Aus Sicht des Regierungsrats Kanton Aargau sollten zudem nicht alle Grossverbraucher mit demselben Satz belegt werden. Versorgungsrelevante Verbraucher, namentlich Unternehmen der Lebensmittel- und Medikamentenerzeugung, die Wasserversorgung und sicherheitsrelevante Institutionen wie Blaulichtorganisationen, Spitäler und Gefängnisse sollen deutlich weniger einsparen müssen. Weiter wird eine Differenzierung der Kontingentierungssätze nach Branche motiviert, ebenso wie die Prüfung eines freiwilligen Demand Side Response Marktes. So können energieintensive Branchen gegen Entschädigung einen wesentlich grösseren Beitrag zum Stromsparen leisten als im "Rasenmäherprinzip" mit einem einheitlichen Kontingentierungssatz.

Netzabschaltungen nicht umsetzen

Netzabschaltungen bergen mehrere Probleme, die entweder die gewünschte Einsparung nicht realisieren oder Leben und Infrastrukturen gefährden. Deshalb hat der Kanton Aargau bereits früh signalisiert, dass die Stufe "Netzabschaltungen" schwerwiegende Konsequenzen haben wird und deshalb darauf verzichtet werden soll. Bei der Eventualplanung stellte die kantonale Task Force Versorgungssicherheit fest, dass diese Massnahme nicht wie vorgesehen umgesetzt werden kann beziehungsweise mit gravierenden Problemen verbunden ist. Bei Stromabschaltungen können versorgungsrelevante Verbraucher wie zum Beispiel Altersheime oder andere Gesundheits- und Betreuungseinrichtungen aus technischen Gründen nicht ausgenommen werden. Bei Kommunikationsinfrastruktur-Einrichtungen kann regelmässiges Ein- und Ausschalten zu Systemschäden führen; dadurch müssten der öffentliche Verkehr und systemkritische Produktionsbetriebe – unabhängig von der Stromverfügbarkeit – den Betrieb einstellen.


Der Regierungsrat schlägt deshalb vor, auf die Massnahme der Netzabschaltungen zu verzichten und im Gegenzug mit verstärkten und/oder freiwilligen (Demand Side Response Markt) Kontingentierungen eine Strommangellage zu bewältigen.

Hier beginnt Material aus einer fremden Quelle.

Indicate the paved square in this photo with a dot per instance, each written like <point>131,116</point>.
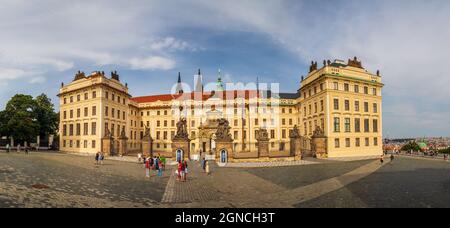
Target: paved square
<point>61,180</point>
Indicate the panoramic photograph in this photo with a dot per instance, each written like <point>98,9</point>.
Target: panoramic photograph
<point>224,104</point>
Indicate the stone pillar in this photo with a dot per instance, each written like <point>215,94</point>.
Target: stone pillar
<point>123,146</point>
<point>147,146</point>
<point>181,144</point>
<point>319,144</point>
<point>263,143</point>
<point>295,144</point>
<point>107,145</point>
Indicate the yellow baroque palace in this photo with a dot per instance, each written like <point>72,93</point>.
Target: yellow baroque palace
<point>340,102</point>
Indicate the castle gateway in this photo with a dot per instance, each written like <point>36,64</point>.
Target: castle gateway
<point>335,113</point>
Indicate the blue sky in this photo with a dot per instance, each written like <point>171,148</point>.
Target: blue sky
<point>149,42</point>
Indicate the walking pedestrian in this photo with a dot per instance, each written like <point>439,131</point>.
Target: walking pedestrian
<point>101,158</point>
<point>185,170</point>
<point>97,156</point>
<point>183,173</point>
<point>204,164</point>
<point>179,171</point>
<point>147,168</point>
<point>207,168</point>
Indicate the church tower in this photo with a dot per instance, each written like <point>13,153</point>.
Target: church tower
<point>219,82</point>
<point>198,79</point>
<point>179,89</point>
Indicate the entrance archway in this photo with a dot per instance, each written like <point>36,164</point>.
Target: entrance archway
<point>180,154</point>
<point>223,156</point>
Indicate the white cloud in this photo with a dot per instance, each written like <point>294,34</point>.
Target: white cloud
<point>152,63</point>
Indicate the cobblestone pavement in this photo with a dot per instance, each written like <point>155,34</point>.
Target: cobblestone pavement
<point>406,182</point>
<point>60,180</point>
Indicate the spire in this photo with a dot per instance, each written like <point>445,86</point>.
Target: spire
<point>198,82</point>
<point>179,88</point>
<point>219,82</point>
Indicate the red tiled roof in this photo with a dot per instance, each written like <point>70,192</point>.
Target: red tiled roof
<point>229,95</point>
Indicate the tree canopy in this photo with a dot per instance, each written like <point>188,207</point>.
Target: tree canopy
<point>24,118</point>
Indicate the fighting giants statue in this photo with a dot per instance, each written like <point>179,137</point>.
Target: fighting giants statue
<point>181,130</point>
<point>223,131</point>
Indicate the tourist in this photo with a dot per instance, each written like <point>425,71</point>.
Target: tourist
<point>179,171</point>
<point>139,157</point>
<point>144,159</point>
<point>185,170</point>
<point>147,168</point>
<point>158,166</point>
<point>163,162</point>
<point>207,168</point>
<point>101,158</point>
<point>97,156</point>
<point>204,164</point>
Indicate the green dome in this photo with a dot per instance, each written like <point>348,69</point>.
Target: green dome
<point>422,145</point>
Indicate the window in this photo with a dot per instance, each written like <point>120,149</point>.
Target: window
<point>336,143</point>
<point>356,106</point>
<point>336,104</point>
<point>357,125</point>
<point>366,125</point>
<point>375,126</point>
<point>93,128</point>
<point>78,129</point>
<point>336,124</point>
<point>347,124</point>
<point>85,129</point>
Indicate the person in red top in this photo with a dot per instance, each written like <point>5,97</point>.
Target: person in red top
<point>185,170</point>
<point>180,166</point>
<point>147,168</point>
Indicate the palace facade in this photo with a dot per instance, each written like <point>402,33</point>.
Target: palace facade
<point>340,104</point>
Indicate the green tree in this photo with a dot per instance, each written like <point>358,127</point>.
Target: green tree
<point>411,146</point>
<point>46,117</point>
<point>19,118</point>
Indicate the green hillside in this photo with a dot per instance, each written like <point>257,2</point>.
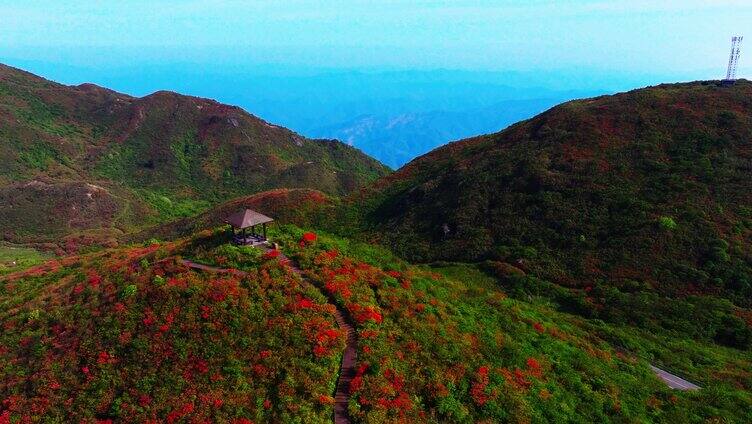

Kurzarbeitsentschädigung analog Covid-Lösung weiterführen

Der Regierungsrat ist der Auffassung, dass beim Eintreten einer Strommangellage die Kurzarbeitsentschädigung von 80 Prozent für Lohnabhängige eine einschneidende Reduktion bedeutet und besonders für Geringverdiener nicht ausreichend ist. Solche Einschnitte sind auch volkswirtschaftlich relevant, weshalb hier Lösungen zu finden sind. Während der Coronavirus-Pandemie hat die Arbeitslosenversicherung vom 1. Dezember 2020 bis 31. Dezember 2022 die folgende Regelung eingeführt: Für Arbeitnehmende, deren monatliches Einkommen bei einem Vollzeitpensum kleiner oder gleich 3'470 Franken ist, beträgt die Kurzarbeitsentschädigung 100 Prozent des ausgefallenen Lohnes. Der Kanton Aargau fordert, dass diese Regelung für Geringverdienende für die Dauer der Gültigkeit der vorliegenden Verordnungen verlängert wird und Lohnreduktionen aufgrund von Kurzarbeit abgefedert werden.